We’ll be doing RetinaNet tonight :slight_smile: (except for the feature pyramid, which we’ll do later)


(James Requa) #9

Looks like there is already an implementation of GN in Pytorch!


(Mike Kunz ) #10

As an Exercise, I want to implement this in Pytorch: http://lanl.arxiv.org/abs/1408.5882.

Second step will be to do this one:

Lastly I want to extend the approached to classification based off of multiple text corpora, multiple input features, and e-commerce type applications and features (product descriptions, review texts, prices, review stars, etc).

I am familiar with Jeremy’s paper on this also.

Likely this will mean moving away from a CNN approach to an RNN approach, or an ensemble approach.


(nkiruka chuka-obah) #11

I like “Deep Image Prior” by Ulyanov et. al, https://dmitryulyanov.github.io/deep_image_prior . The paper is well written, with python notebooks that reproduce all their results.

Encoder-Decoder structures fascinate me, especially as they are applied to image segmentation. The way they work and not work is like magic to me. Right now, I’m interested in how to disambiguate the various factors that go into a particular encoding. Still looking for research papers that focus on this.


(Ananda Seelan) #12

This recent ICLR paper “Learning Longer-Term Dependencies in RNN with Auxiliary Losses” from Luong Thang group of Google Brain got me very interested.

They tackle the problem of learning very long sequences, even upto 16000 tokens with traditional RNNs including LSTM. The trick seemed to be a very simple but a super effective one. From the abstract,

We present a simple method to improve learning long-term dependencies in recurrent neural networks (RNNs) by introducing unsupervised auxiliary losses. These auxiliary losses force RNNs to either remember distant past or predict future, enabling truncated backpropagation through time (BPTT) to work on very long equences. We experimented on sequences up to 16 000 tokens long and report faster training, more resource efficiency and better test performance than full BPTT baselines such as Long Short Term Memory LSTM) or Transformer.

The tweet that had the longer version of the paper - https://twitter.com/lmthang/status/969389594448818177


(Nahid Alam) #13

very interesting as I am interested in NLP


(Nahid Alam) #14

Currently reading - “A Neural Conversational Model


(Divyansh Jha) #15

I want to implement One-pixel attack for fooling deep neural networks, Anybody wants to help me out in this?


(Sharwon Pius) #16

Very Interesting!
I think they could have come up with a generalised model for deep neural networks. For example, replacing a single letter or a word in the corpus can lead to drastic changes in the output. Basically, ‘word’ or a ‘pixel’ is a weight relative to the input-output function.

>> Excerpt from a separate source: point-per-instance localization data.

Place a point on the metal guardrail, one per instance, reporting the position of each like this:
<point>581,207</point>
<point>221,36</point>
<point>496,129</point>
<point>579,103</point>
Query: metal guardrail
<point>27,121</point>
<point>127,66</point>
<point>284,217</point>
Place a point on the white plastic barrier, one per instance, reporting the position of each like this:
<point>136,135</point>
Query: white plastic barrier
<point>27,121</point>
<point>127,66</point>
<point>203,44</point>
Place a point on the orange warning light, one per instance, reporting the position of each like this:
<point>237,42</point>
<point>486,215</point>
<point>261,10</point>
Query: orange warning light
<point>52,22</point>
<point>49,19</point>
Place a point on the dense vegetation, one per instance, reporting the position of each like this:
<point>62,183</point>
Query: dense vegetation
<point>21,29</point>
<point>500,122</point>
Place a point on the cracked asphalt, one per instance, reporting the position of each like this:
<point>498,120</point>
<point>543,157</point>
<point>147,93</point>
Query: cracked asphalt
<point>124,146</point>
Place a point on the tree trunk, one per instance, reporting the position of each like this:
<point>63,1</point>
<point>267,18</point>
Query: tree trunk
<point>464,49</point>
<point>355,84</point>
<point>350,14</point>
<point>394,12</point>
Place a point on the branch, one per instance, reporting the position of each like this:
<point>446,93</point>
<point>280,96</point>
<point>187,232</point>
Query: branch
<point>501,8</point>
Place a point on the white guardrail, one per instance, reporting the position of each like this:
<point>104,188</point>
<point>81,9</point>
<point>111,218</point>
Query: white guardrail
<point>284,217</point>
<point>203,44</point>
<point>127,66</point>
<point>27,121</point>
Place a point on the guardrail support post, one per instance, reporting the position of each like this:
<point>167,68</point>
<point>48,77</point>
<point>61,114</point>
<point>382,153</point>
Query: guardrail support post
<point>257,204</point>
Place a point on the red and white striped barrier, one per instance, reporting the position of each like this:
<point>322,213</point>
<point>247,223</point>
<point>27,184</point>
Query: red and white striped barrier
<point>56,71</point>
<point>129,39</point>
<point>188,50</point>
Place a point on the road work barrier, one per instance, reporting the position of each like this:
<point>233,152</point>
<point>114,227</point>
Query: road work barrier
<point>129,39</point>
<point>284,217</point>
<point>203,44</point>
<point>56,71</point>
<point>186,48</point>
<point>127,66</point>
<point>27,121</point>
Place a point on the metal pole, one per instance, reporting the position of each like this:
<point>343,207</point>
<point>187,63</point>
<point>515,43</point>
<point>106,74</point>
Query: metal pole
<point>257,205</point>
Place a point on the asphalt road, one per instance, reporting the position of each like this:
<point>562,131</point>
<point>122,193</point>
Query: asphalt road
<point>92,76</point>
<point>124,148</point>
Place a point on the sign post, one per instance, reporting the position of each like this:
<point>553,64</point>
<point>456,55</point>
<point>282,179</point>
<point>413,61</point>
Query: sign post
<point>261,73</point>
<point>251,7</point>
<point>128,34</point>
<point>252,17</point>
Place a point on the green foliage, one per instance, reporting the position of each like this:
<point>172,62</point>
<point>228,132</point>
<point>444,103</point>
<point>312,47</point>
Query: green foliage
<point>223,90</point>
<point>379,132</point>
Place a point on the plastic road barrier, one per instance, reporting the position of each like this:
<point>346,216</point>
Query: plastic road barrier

Am I missing some details, do you think one can build a DNN model which can find these adversaries?


(Divyansh Jha) #17

Actually, it’s not what adversarial examples mean.
Adversarial examples mean some very little perturbations to the input to the model so that it’s actual label doesn’t change(means it appears same to humans) but model gets fooled.

Changing the character in a word may change it’s actual meaning as well to the humans. For example - (Fall-Tall) and certainly it can change the meaning of the sentence.

Check out my blog on this here.


(Sharwon Pius) #18

At a high level intuition… Cnn’s try to recognise patterns across ‘space’. Rnn’s try to recognise patterns across ‘time’. Most of the papers that I came across, try to tackle adversaries in ‘space’. It makes sense to say that there can be adversaries that can occur in ‘time’. That is what i meant by stating to change a letter. A better intuition would be to change the sentence structure or arrangement. For example, a sarcastic sentence. Would that classify as an adversary?

or try this…

I notice a discrepancy in thoughts, when I come across this topic.


(Nikhil B ) #19

After yesterday’s lesson 9 lecture I came across this one :

Speed/accuracy trade-offs for modern convolutional object detectors

This paper does a controlled experimental analysis of some of the recent object detectors and compares the performance of Faster R CNN’s, R FCN and SSD architectures.
Might help someone choose an appropriate object detection method depending on speed, accuracy or memory footprint requirements.


(Jeremy Howard) #20

It’s great - although parts are a bit out of date now.